Kalmadi est également reconnu pour avoir relancé les Jeux nationaux indiens, qui avaient été interrompus après 1987. Il a veillé à leur organisation régulière dans différentes villes du pays, notamment Pune, Bangalore, Chandigarh, Hyderabad et Manipur, contribuant ainsi à l’émergence de nouveaux talents sportifs.
Lalit Bhanot, ancien secrétaire général du comité d’organisation des Jeux du Commonwealth de 2010, a qualifié Kalmadi de « visionnaire ».
« En tant qu’administrateur sportif, il était un visionnaire et a apporté des changements positifs dans le sport indien, notamment en organisant régulièrement les Jeux du Commonwealth, les Jeux afro-asiatiques et les Jeux nationaux. Il était également un maître d’œuvre acharné, veillant à ce que le travail soit terminé à temps et de la meilleure manière possible. Il était ouvert à l’écoute des sportifs. »

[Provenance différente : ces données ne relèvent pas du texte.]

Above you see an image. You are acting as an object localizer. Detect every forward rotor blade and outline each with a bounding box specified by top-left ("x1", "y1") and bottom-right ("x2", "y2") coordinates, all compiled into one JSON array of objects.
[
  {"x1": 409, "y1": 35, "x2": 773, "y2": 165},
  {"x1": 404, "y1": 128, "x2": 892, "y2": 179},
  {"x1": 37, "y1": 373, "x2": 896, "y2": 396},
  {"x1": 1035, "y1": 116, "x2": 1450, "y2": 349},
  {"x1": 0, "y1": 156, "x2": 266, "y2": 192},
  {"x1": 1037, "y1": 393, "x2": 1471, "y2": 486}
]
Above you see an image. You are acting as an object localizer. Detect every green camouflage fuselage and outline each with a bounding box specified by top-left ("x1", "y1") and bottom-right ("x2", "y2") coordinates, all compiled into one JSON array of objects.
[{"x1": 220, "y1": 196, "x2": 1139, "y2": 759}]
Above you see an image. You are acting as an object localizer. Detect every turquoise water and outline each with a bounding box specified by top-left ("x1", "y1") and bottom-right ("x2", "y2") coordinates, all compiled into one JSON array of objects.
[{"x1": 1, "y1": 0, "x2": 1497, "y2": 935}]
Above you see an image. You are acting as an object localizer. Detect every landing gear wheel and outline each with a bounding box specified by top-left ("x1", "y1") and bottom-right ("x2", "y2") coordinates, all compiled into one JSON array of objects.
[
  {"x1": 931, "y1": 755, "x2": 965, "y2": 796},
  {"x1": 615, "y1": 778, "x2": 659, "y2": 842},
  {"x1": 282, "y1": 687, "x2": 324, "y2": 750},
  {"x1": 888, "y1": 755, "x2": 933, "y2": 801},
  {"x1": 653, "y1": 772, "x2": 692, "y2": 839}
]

Lalit Bhanot, ancien secrétaire général du comité d’organisation des Jeux du Commonwealth de 2010
Il souligne également que Kalmadi a convaincu le gouvernement central d’investir dans les infrastructures sportives dans des États en difficulté, comme Manipur, Guwahati et le Pendjab, estimant que les Jeux nationaux étaient un moyen de stimuler le développement et de donner une chance aux jeunes.

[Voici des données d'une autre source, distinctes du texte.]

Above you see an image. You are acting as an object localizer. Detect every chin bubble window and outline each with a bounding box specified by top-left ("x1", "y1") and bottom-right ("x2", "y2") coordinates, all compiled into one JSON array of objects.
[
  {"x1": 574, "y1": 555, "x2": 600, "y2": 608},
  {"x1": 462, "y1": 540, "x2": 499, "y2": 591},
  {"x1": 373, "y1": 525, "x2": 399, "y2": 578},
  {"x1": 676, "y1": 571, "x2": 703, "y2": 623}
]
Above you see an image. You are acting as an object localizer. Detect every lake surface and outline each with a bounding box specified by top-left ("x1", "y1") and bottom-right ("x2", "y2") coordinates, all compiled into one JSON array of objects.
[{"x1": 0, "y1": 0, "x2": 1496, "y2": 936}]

Sous la direction de Kalmadi, l’Inde a remporté sa première médaille d’or olympique individuelle en 2008. Il a également contribué à l’organisation de grands événements sportifs dans le pays, tels que les Jeux de la jeunesse du Commonwealth de 2008 à Pune et les Jeux du Commonwealth de 2010 à New Delhi. Ces derniers ont été un succès sportif pour l’Inde, avec un total de 101 médailles remportées, dont 38 en or.

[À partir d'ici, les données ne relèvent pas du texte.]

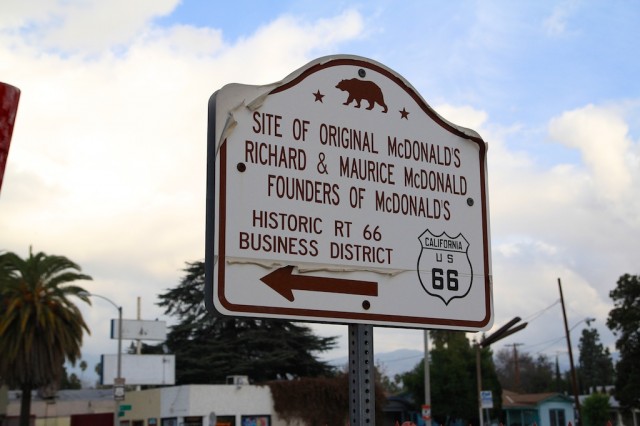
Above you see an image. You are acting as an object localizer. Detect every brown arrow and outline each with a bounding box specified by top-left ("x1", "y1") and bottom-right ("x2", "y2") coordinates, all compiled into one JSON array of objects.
[{"x1": 260, "y1": 266, "x2": 378, "y2": 302}]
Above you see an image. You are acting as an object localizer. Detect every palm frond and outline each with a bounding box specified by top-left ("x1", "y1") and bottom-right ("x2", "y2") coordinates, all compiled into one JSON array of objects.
[{"x1": 0, "y1": 248, "x2": 93, "y2": 389}]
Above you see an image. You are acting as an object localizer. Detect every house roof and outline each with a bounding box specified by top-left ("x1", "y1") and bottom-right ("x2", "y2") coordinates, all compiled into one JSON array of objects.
[{"x1": 502, "y1": 390, "x2": 573, "y2": 408}]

Cependant, les Jeux du Commonwealth de 2010 ont également été le point de départ des ennuis judiciaires de Kalmadi. Le comité d’organisation qu’il dirigeait a été accusé de manquements organisationnels et de corruption. Arrêté en avril 2011 et incarcéré pendant neuf mois, il a finalement été disculpé en avril 2024 lorsque la Direction de l’application des lois a classé l’affaire. Malgré les controverses, Bhanot insiste sur l’importance de sa contribution :
« Lorsque l’Inde a accueilli les Jeux du Commonwealth en 2010, l’un de ses principaux objectifs était que l’Inde remporte également des médailles et ne se contente pas d’organiser les Jeux. Et nous avons remporté plus de 100 médailles (101). Pour cela, le gouvernement avait accordé une subvention de 600 crore de roupies (environ 72 millions d’euros) pour la préparation des athlètes indiens. Il faut se souvenir de sa contribution à l’amélioration du sport indien. »
Lalit Bhanot, ancien secrétaire général du comité d’organisation des Jeux du Commonwealth de 2010
Selon un rapport de l’Indian Express publié en 2020, plus de 50 affaires liées aux Jeux du Commonwealth de 2010 étaient encore en cours devant les tribunaux et en arbitrage dix ans après la cérémonie de clôture, témoignant de la complexité et de la durée des conséquences de ce scandale.